Il va donc falloir faire de véritables choix, dans l'équipement, mais aussi dans le casting de votre quatuor, car votre stratégie et votre efficacité dépendront avant tout des Link Up qui monteront sur scène. À l'instar des plus grands (re-coucou Final Fantasy VI, donc), chacun des héros d'Octopath Traveler possède une magie, une arme ou une capacité propre qu'il faudra intelligemment exploiter en combat. Cela tombe bien : tous vos adversaires sont systématiquement sensibles à ces armes et/ou magies, et il vous faudra d'abord identifier les failles de la défense pour monter en attaque au bon moment. Histoire de faciliter un peu la tâche, les faiblesses déjà mises à jour resteront affichées lors des futurs affrontements (yo, Persona 5), une bonne idée qui renforce le sentiment de maîtriser peu à peu son environnement à force de défoncer tout ce qui bouge. Et au pire, Cyrus pourra toujours vous dévoiler une faiblesse élémentaire grâce à ses talents de mage noir. Je l'aime bien moi, Cyrus.

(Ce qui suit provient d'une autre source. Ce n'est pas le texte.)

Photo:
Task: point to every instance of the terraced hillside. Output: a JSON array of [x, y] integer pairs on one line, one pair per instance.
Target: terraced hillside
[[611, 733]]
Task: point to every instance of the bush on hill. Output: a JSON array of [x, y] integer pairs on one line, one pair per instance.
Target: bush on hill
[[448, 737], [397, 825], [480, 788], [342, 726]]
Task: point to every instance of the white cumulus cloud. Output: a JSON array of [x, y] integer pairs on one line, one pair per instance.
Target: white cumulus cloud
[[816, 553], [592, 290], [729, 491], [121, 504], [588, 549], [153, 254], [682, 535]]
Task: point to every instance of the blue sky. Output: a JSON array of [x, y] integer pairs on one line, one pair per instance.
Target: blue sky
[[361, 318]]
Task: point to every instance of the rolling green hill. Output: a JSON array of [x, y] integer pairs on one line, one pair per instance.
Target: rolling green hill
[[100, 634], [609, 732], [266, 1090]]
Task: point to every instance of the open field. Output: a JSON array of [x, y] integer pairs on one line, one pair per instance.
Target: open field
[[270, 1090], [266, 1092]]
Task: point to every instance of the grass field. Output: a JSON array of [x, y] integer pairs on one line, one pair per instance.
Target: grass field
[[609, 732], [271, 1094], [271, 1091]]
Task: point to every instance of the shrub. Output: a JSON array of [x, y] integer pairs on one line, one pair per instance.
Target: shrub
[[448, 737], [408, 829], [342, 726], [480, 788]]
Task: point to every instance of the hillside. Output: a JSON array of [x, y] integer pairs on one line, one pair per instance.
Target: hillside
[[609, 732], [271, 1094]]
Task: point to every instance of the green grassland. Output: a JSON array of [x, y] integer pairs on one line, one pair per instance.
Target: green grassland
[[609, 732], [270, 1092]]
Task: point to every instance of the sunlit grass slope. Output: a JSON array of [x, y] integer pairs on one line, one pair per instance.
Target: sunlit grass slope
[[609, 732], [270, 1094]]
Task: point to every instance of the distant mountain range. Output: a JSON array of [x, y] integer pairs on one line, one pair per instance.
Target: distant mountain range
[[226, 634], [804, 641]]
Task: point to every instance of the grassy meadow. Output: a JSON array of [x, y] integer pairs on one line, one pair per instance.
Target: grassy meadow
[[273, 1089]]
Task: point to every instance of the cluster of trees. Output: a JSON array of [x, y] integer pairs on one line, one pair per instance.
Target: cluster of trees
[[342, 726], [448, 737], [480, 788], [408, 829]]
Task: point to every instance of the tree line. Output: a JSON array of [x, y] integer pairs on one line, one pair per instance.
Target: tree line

L'exploitation des fêlures adverses vise avant tout à briser leur garde, une condition sine qua non pour infliger ensuite de véritables dégâts (donc oui, comme dans Final Fantasy XIII, bien vu). Chaque ennemi possède une icône en forme de bouclier qui vous indique combien de coups il faudra porter pour briser leur armure, ce qui vous donne une indication supplémentaire pour construire votre stratégie. Car il faudra profiter du tour et demi de stun pour littéralement massacrer vos adversaires, ce qui nécessite d'avoir au préalable mis de côté vos atouts... Et pour peu que vous pestiez devant le mauvais équilibre de votre troupe, le changement de classe aura vite fait de vous ouvrir bon nombre de portes, à condition d'avoir conservé sous le coude quelques points de compétences bien utiles. Quel dommage, en revanche, que les classes supérieures n'arrivent que si tard dans l'aventure : au vu du niveau requis pour les débloquer, elles n'ont quasiment plus aucun intérêt, sauf à avoir scindé son équipe en deux quatuors distincts.

Voilà un des nombreux sacs à PV qu'il va falloir affronter. Courage.

Le cumul des mandales

Directement hérité de Bravely Default, le système de combat permet en effet de cumuler les tours : il suffit pour cela d'asséner un coup "classique" pour qu'un voyant d'Exaltation s'allume au tour suivant. Cumulables jusqu'à cinq, ces coups supplémentaires permettront alors de frapper jusqu'à quatre fois avec la même arme, ou de démultiplier les dégâts de chaque type de magie, offensive ou défensive. Cela n'a peut-être l'air de rien, mais cette subtilité structure chaque affrontement, et peut faire basculer la situation à votre avantage pour peu que vous jouiez avec quelques coups d'avance. Une fois maîtrisé, ce système devient véritablement jouissif, et prend encore un peu de hauteur contre les dantesques (et fichtrement corsés) boss du jeu : souvent accompagnés, les ennemis les plus coriaces nécessitent un plan de bataille au poil, sans quoi vous vous ferez purement et simplement massacrer. Le petit sort de rien du tout multiplié par quatre devient redoutable et économise quelques points de magie, un avantage certain lors des affrontements marathons.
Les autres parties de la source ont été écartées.